BACKGROUND AND AIMS: The effectiveness of community-based fall assessment programs in older people is unclear. In this study, we examined the effectiveness of community-based fall assessment compared with hospital-based assessment.
METHODS: A randomized un-blind study was conducted in 369 older adults aged 65 years and over at high risk of falling. Participants were drawn from a larger cohort of community-dwelling older people. Eligible participants were identified by means of a simple five-item screening tool. A randomly chosen subset population of people at high risk of falling was then randomized into two arms, community-based and hospital-based fall assessments. The total number of falls in both groups was recorded by following up subjects' diaries and telephone interviews at 3, 6 and 12 months. Incidence Rate Ratios (IRR) for the rate of falls at 12 months between community- and hospital-based assessments were analysed as primary outcome, by intention-to-treat analysis.

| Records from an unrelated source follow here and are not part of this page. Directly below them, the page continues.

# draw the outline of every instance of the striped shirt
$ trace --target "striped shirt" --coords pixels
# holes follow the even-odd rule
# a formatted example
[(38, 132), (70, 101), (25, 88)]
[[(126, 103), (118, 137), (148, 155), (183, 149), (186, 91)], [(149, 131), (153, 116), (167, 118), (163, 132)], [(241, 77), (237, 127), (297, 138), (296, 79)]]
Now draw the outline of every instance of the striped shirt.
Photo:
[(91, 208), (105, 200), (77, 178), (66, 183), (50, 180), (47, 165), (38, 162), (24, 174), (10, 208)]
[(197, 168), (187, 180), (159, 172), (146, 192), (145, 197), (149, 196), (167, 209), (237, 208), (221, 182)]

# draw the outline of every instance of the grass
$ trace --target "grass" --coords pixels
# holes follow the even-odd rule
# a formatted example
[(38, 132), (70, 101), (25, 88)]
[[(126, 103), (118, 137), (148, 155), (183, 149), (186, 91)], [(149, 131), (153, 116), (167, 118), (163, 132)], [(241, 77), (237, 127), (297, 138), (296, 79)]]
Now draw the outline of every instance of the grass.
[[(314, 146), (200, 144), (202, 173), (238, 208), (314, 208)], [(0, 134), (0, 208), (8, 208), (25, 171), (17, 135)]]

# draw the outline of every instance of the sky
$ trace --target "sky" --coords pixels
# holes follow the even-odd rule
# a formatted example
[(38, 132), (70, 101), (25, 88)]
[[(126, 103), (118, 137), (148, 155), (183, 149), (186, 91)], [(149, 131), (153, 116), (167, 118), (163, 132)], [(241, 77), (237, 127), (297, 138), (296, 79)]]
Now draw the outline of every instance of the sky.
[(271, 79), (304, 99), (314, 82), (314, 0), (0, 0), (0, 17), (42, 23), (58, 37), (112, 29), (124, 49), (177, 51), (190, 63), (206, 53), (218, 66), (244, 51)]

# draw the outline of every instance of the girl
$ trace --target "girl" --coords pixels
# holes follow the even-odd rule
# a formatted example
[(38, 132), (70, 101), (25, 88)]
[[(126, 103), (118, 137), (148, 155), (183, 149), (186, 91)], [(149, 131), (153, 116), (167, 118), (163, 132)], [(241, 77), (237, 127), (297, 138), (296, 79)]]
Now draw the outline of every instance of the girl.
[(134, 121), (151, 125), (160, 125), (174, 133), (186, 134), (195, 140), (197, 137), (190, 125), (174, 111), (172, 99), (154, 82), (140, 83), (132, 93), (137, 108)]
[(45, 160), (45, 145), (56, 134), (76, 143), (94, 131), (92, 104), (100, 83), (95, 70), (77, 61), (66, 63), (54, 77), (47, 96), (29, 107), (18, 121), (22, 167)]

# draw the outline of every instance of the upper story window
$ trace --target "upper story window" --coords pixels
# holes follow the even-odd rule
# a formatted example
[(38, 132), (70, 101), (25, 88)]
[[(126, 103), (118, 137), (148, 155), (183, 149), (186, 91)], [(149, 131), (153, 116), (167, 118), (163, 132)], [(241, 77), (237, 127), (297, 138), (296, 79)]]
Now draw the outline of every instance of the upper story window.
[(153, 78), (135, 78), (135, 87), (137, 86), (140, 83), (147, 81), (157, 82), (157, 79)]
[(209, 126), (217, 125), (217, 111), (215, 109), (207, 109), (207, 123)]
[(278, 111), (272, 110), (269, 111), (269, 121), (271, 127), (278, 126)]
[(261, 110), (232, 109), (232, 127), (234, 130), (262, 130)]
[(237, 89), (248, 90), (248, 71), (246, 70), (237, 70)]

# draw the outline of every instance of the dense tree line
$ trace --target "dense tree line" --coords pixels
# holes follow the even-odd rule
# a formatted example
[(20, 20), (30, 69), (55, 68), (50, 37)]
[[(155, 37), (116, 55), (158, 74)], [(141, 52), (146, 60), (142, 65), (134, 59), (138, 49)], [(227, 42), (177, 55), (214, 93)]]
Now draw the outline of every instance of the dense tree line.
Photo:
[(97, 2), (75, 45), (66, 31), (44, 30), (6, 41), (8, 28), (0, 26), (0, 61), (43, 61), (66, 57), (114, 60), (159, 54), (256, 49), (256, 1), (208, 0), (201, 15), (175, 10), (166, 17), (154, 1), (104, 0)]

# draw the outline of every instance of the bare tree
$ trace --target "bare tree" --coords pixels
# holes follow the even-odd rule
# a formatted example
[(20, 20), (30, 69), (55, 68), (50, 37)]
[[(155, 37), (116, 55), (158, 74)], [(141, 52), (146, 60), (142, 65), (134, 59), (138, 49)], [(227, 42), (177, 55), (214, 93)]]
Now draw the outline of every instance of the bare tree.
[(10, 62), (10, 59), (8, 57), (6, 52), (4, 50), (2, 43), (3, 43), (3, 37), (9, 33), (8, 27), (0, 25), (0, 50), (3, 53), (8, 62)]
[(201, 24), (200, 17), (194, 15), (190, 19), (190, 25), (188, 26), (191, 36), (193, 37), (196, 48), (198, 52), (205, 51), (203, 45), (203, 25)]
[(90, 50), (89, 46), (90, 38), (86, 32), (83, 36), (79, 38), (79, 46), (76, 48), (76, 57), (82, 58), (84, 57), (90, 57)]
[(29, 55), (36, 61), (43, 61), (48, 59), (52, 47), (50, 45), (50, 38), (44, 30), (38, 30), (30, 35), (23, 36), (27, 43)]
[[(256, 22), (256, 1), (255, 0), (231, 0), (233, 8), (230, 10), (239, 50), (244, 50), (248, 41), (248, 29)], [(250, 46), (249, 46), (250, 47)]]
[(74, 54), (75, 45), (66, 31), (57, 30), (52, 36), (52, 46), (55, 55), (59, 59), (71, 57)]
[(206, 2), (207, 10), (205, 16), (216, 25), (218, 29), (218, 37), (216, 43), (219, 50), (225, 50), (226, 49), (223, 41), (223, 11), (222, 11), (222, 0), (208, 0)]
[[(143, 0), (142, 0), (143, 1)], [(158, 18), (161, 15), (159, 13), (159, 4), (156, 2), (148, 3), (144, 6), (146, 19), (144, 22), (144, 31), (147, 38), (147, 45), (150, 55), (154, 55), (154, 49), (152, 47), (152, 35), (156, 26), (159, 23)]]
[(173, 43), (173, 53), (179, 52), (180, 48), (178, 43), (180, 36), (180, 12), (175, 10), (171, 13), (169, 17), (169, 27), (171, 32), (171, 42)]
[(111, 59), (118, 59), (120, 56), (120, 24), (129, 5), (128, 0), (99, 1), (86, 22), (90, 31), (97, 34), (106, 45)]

RESULTS: A total of 349 participants completed the study. Attendance to community-based assessment was significantly higher compared with hospital-based assessment in this older population (p=0.012). There were no statistically significant differences between the two groups in total number of falls at the 12 month follow-up. According to Negative Binomial regression, the adjusted IRR of falls in the community based arm was not significantly different from the hospital-based one (IRR 0.95; 95% CI 0.58-1.45, p=0.83).
CONCLUSION: This study showed the increased risk of falling according to community-based fall assessment program with respect to a traditional hospital-based one in community-dwelling older adults at high risk of falling.